The FINA Sports Medicine Web Pages are designed to provide team physicians and allied medical support staff with up to date medical and scientific information to guide their daily care of the aquatic athlete.
Coaches, athletes and parents can also use these pages to answer their questions regarding aquatic health issues.
The key to treating chronic injuries is in their prevention. Medical science dedicates enormous resources to the diagnosis and treatment of illness and injury, yet the optimal answer lies in prevention. When addressing prevention, several basic considerations are important and yet are quite simple.
Training, competition and regular everyday life can be difficult to balance. Today’s athlete has the added complexity of a nearly never-ending competition season. There is little down time, where the focus is on high quality training and stroke technique, between major international events. For some elite athletes, the media quickly focuses on performances that are less than astounding. There was a time when the traditional cycles of training accounted for a more balanced approach, but now there is always a need for heavy training and high quality performances… and then there is life! This new fast paced regime is a formula conducive to creating long term, nagging injuries – physically and emotionally.
So how can chronic injuries be prevented when the athlete is confronted with so many demands and so little time for restoration? The principle to remember is that the more the demands on the athlete and the athlete’s body, the more attention needs to be paid to the basics.
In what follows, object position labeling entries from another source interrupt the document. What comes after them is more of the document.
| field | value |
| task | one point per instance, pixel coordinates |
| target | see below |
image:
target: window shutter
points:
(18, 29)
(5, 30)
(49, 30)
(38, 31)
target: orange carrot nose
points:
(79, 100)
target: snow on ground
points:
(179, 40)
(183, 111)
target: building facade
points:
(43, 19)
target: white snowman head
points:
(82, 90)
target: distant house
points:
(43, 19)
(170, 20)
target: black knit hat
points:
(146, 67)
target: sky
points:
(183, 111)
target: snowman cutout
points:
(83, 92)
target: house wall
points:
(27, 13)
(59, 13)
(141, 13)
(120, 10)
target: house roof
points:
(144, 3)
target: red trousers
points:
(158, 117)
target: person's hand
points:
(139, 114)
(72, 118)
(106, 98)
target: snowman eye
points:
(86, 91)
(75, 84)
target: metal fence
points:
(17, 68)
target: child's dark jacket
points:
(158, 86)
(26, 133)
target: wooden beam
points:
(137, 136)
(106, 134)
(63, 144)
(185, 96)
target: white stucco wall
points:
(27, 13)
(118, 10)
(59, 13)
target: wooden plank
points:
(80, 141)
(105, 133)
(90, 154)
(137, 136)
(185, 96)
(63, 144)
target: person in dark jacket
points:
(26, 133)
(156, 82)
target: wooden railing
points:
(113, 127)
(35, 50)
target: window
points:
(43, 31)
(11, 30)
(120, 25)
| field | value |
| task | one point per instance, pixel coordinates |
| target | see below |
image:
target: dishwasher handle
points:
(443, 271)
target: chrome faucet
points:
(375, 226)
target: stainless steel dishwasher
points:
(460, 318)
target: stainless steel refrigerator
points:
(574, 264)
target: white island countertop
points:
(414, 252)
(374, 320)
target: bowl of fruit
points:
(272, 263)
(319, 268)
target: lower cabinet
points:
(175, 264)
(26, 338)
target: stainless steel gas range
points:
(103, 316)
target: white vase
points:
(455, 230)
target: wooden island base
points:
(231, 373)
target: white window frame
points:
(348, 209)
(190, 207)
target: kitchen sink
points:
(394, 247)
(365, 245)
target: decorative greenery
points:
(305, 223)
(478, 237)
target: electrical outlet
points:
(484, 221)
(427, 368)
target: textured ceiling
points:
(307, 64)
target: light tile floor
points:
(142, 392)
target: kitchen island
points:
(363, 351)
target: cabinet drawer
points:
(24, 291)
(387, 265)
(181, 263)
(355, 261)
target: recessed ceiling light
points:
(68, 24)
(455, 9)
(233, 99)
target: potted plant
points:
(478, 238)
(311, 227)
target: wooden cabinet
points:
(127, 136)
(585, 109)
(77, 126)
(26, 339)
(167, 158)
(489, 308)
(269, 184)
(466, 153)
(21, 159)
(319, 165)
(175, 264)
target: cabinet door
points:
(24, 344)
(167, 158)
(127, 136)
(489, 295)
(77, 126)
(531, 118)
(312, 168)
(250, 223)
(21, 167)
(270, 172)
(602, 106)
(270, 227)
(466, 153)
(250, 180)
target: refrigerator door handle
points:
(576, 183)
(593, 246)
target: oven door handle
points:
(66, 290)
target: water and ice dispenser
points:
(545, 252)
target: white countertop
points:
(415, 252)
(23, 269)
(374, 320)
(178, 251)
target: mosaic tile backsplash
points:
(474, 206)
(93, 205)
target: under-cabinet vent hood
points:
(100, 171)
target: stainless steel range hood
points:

The basics are frequently forgotten when considering more exciting topics such as training strategy and the materials used in the racing suit. However, without a sound foundation underlying training and performance, the best efforts of the most gifted athletes will suffer.
The first basic principle is nutrition. The pattern of nutrition is critical to success. To fuel muscle that is undergoing the stresses of training, a quality fuel source has to be made available at the correct times. Training muscle requires simple sources of carbohydrates to refuel that muscle. Refueling begins during the workout. A simple source, such as diluted juice or a sports drink with electrolytes and carbohydrates taken in half strength during the practice provides the energy to complete the training session. It also helps to prevent muscle breakdown, which will occur without proper nutrition. Once the training session is complete, the athlete has 30 minutes to take in a fuel source. This can be as simple as fruit. While more complex energy bars and gels may make this process easier, the added cost is not necessary. Some even say that chocolate milk is a good, quick and easy source of fuel. The point is that something - preferably a low fat carbohydrate (perhaps with some protein) -- should be ingested soon following an energy burn. Muscle fibers are openly receptive to refueling within the first half hour of completing a training session. If the athlete succeeds in meeting this time deadline, those same fibers will remain open for another two hours. Those two hours will allow the athlete to have a full meal with balanced proteins, carbohydrates, and fats. Remember that concentrated fat or protein alone will not meet these refueling needs. The suggested amount of calories and the exact balance of fuel types will vary athlete to athlete and sport to sport. Remember that fast food does not make a fast athlete. An extreme example is the nutritional requirements of just one athlete during the 25-kilometer swim, as shown in the picture below.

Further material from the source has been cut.